Overview
ThecustomModelFunction parameter allows you to implement your own model logic for OCR processing. This is useful when you need specialized processing, custom prompts, or integration with models not natively supported by Zerox.
Custom model functions only apply to the OCR step, not the extraction step.
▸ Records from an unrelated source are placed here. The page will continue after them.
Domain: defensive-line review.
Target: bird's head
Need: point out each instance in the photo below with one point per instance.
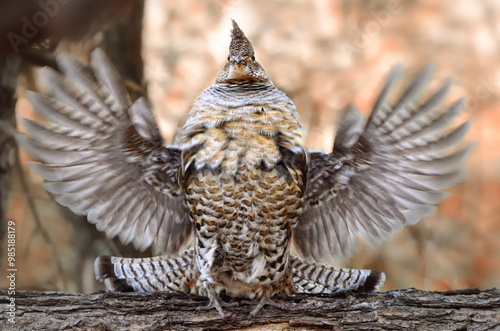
(241, 64)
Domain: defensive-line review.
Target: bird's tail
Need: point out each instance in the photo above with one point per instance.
(310, 277)
(160, 273)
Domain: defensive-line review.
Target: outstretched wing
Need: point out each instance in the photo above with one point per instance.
(382, 175)
(104, 157)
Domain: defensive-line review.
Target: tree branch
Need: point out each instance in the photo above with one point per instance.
(395, 310)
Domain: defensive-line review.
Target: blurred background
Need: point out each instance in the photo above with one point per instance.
(324, 54)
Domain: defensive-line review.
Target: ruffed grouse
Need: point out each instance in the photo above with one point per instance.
(241, 183)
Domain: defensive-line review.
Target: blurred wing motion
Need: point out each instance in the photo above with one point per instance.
(383, 175)
(104, 157)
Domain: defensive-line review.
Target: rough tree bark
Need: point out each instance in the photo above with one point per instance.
(410, 309)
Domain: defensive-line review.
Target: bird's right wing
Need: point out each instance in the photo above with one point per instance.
(104, 157)
(382, 175)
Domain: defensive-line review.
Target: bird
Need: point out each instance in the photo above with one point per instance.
(240, 207)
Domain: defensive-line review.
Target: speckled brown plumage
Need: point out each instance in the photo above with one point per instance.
(240, 186)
For custom extraction logic, use
extractionModel and extractionModelProvider parameters.Custom Model Function Signature
Your custom function must match this signature:type CustomModelFunction = (params: {
buffers: Buffer[]; // Image buffers (original + variants)
image: string; // Path to the image file
maintainFormat: boolean; // Whether format should be maintained
pageNumber: number; // Current page number
priorPage: string; // Content from previous page (if maintainFormat)
}) => Promise<CompletionResponse>;
type CompletionResponse = {
content: string; // The OCR'd markdown content
inputTokens: number; // Number of input tokens used
outputTokens: number; // Number of output tokens used
logprobs?: any; // Optional: log probabilities
};
Basic Custom Model Example
import { zerox } from 'zerox';
import Anthropic from '@anthropic-ai/sdk';
const customClaude = async ({ buffers, pageNumber, priorPage, maintainFormat }) => {
const anthropic = new Anthropic({
apiKey: process.env.ANTHROPIC_API_KEY
});
// Build the prompt
let prompt = 'Convert this image to markdown format.';
if (maintainFormat && priorPage) {
prompt += `\n\nPrevious page content for context:\n${priorPage}`;
}
// Convert buffer to base64
const base64Image = buffers[0].toString('base64');
const response = await anthropic.messages.create({
model: 'claude-3-5-sonnet-20241022',
max_tokens: 4096,
messages: [{
role: 'user',
content: [
{
type: 'image',
source: {
type: 'base64',
media_type: 'image/png',
data: base64Image
}
},
{
type: 'text',
text: prompt
}
]
}]
});
return {
content: response.content[0].text,
inputTokens: response.usage.input_tokens,
outputTokens: response.usage.output_tokens
};
};
// Use the custom function
const result = await zerox({
filePath: './document.pdf',
customModelFunction: customClaude
});
Use Cases for Custom Models
1. Domain-Specific Prompts
Customize prompts for specialized document types:import { zerox } from 'zerox';
import OpenAI from 'openai';
const medicalDocumentOCR = async ({ buffers, pageNumber }) => {
const openai = new OpenAI({ apiKey: process.env.OPENAI_API_KEY });
const base64Image = buffers[0].toString('base64');
const response = await openai.chat.completions.create({
model: 'gpt-4o',
messages: [{
role: 'user',
content: [
{
type: 'image_url',
image_url: {
url: `data:image/png;base64,${base64Image}`
}
},
{
type: 'text',
text: `Convert this medical document to markdown.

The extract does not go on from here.